Resistor ladders depend on either a) the load being constant, or b) you being tolerant of significant swings in load voltage.
The big problem with your idea "parallel all the lamps" is that when a lamp burns out, group conductance will decrease, causing a likewise increase in resistance, raising voltage, burning out more lamps, death spiral.
You could use a simpler scheme called a dropping resistor. But the important part is you need a dropping resistor per lamp.
The other problem with both ladders and dropping resistors is that the resistors will make much more heat than the lamps actually will. Maybe 3/4 of your power will be burned up in resistors, and the resistors will need to be quite large, and will run hot.
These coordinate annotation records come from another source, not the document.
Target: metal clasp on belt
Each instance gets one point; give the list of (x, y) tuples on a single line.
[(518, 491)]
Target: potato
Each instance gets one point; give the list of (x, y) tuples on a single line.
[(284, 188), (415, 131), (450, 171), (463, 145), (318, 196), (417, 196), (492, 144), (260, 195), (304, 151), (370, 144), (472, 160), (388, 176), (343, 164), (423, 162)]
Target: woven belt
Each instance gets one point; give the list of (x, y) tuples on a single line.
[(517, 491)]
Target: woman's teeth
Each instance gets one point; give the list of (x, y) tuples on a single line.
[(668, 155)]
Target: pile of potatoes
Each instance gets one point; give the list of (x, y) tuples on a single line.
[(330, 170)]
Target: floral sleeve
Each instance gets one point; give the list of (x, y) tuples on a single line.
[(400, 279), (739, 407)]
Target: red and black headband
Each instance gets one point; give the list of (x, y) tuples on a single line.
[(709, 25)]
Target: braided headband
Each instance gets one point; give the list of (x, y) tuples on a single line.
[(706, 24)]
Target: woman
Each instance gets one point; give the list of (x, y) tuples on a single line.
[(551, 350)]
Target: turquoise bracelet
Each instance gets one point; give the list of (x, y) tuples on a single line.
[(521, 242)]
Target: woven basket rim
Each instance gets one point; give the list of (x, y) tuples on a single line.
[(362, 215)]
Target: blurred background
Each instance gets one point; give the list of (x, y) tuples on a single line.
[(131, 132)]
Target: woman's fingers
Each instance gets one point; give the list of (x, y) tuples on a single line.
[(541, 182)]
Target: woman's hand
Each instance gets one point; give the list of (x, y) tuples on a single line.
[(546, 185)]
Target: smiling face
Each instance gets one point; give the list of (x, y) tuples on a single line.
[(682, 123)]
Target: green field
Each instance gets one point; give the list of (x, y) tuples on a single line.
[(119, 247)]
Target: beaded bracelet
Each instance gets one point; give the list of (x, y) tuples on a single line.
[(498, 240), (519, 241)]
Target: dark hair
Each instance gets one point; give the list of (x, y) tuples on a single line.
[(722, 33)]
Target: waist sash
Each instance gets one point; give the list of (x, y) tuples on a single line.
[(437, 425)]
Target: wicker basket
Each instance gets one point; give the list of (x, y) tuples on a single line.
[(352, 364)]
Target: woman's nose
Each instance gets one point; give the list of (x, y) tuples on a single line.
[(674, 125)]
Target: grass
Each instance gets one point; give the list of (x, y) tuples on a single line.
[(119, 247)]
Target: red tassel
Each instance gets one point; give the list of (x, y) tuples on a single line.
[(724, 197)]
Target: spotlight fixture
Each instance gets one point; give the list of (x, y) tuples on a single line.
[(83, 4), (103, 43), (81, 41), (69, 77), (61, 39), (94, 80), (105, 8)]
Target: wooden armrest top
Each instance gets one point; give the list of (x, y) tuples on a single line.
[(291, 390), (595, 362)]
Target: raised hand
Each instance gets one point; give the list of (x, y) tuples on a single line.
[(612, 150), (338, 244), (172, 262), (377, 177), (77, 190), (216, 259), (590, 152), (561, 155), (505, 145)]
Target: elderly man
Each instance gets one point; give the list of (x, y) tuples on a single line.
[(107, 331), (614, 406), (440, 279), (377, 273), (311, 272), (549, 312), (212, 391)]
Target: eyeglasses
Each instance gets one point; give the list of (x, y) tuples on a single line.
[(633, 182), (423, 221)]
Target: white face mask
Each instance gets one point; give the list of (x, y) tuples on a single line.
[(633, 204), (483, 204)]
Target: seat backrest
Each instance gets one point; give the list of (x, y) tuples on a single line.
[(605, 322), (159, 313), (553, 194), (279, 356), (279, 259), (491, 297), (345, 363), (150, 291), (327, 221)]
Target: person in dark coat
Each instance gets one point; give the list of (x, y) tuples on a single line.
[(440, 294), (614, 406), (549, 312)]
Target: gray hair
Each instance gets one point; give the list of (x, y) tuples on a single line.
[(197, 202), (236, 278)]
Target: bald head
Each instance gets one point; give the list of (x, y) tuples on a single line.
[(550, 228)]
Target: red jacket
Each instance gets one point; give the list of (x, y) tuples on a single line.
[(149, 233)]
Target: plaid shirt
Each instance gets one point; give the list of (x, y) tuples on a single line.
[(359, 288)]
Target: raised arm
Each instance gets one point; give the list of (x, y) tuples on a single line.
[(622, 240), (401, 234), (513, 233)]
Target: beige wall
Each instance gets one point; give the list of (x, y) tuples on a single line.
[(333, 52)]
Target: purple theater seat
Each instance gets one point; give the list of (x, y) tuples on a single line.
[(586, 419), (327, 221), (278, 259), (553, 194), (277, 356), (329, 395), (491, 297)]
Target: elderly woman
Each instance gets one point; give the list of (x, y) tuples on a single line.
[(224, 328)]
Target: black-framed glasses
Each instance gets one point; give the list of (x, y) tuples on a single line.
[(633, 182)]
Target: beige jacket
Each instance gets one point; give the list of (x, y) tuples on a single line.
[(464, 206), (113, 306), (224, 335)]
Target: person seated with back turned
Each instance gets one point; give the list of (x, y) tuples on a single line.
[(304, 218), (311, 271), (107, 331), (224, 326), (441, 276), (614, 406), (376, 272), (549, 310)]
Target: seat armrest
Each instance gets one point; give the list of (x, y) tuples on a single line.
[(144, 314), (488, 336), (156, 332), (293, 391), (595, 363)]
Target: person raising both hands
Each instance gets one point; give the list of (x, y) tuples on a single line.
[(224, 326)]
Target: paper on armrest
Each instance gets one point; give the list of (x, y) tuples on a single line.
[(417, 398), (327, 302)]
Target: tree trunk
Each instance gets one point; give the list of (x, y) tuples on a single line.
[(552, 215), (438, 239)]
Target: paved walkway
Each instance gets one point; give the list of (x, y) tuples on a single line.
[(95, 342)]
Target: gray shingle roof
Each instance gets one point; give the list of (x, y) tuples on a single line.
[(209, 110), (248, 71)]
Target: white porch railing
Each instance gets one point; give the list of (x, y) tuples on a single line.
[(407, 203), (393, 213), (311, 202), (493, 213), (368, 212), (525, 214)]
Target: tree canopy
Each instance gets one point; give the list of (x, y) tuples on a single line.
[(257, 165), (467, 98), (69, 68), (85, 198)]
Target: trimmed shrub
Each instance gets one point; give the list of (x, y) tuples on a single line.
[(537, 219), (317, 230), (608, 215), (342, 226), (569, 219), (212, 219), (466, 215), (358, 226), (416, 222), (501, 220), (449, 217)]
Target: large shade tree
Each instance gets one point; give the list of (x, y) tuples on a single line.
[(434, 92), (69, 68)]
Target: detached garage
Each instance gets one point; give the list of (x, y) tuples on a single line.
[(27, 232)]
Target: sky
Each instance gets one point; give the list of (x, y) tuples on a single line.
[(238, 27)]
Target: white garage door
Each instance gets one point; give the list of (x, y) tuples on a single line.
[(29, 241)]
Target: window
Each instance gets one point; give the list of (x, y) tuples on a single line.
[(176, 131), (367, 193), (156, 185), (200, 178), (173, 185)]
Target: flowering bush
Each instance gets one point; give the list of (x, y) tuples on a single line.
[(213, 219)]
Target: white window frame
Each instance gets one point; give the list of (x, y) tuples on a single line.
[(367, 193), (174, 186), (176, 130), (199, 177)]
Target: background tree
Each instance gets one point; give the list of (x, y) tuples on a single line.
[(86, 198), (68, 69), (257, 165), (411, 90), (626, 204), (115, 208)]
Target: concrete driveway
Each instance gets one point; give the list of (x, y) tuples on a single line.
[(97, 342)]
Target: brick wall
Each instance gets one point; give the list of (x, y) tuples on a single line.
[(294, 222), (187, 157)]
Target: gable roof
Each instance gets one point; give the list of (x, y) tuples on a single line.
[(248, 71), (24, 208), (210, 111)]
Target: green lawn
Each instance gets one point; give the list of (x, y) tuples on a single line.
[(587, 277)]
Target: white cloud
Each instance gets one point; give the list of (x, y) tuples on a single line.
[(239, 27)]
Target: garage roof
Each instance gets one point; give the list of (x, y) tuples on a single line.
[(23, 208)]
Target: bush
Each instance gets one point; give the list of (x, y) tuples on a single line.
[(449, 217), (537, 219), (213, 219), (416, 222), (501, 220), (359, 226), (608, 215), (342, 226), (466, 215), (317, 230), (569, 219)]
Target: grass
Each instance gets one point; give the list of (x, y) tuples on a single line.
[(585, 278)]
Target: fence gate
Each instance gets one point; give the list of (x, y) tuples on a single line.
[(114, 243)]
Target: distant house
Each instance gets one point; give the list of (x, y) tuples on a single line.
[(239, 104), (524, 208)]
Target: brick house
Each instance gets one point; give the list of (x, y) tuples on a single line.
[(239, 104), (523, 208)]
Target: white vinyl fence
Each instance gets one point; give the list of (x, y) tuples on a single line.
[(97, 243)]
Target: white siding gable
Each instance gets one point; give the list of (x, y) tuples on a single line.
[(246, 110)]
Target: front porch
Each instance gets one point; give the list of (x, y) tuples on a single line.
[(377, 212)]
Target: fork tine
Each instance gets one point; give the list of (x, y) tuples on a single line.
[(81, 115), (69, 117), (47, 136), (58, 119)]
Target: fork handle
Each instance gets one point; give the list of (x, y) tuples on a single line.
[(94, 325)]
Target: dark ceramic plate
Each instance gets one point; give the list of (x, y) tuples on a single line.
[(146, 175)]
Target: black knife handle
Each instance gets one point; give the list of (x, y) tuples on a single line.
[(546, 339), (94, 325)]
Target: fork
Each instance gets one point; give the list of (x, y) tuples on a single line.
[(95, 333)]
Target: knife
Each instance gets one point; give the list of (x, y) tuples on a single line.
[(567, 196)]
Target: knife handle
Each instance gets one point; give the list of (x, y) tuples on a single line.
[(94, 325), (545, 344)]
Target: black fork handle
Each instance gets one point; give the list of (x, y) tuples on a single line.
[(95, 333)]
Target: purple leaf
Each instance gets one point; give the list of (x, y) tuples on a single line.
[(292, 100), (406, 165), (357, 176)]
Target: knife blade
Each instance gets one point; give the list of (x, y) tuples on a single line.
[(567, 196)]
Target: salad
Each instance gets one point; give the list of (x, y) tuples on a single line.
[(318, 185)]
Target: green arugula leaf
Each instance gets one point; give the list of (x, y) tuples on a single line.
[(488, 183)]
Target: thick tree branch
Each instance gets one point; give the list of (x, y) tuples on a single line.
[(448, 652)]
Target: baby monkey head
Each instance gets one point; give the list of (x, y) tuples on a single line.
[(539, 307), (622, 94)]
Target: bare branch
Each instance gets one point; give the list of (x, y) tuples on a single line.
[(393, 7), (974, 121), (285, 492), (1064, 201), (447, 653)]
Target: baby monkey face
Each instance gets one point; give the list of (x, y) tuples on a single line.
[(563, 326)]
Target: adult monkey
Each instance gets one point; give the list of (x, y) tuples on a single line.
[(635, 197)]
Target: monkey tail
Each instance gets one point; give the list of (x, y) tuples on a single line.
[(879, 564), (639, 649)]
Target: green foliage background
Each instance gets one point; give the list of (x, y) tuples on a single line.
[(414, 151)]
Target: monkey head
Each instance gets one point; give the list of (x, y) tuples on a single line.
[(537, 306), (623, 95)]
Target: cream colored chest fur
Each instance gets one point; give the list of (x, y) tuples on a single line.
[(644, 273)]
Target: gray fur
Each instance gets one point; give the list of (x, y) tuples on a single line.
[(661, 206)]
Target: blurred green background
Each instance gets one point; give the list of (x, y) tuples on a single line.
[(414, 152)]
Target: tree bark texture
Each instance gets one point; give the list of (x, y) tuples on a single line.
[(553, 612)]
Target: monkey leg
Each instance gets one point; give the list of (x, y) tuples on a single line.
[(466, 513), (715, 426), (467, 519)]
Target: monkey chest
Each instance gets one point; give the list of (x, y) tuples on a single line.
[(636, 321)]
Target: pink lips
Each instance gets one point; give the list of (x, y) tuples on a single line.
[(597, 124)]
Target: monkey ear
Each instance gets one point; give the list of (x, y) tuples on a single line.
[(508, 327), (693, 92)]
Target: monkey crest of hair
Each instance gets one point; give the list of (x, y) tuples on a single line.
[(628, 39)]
However, you can do series-parallel wiring. To understand that, go look at how 12V "LED strips" are wired. They have many segments. Each segment has a resistor and 3 LEDs.
So place 3 lamps in series with a resistor. You drop 12V as 3.8 volts x 3, that being 11.4 volts, and drop the remaining 0.6 volts in the dropping resistor. That means only 5% of your energy is being burned up by the resistor. MUUUCH better!
Since your number of lights is a multiple of 3, that works out nicely.
"But I won't know which of the 3 bulbs has burned out!" True. But you can parallel each bulb with a high value resistor and an LED, so the e.g. red LED will light at the burned out bulb location (while leaking its operating current through the other 2 still-good bulbs; this will also preserve those bulbs since it will run them at very low current). The resistor needs to be sized for running the indicator LED at 12V.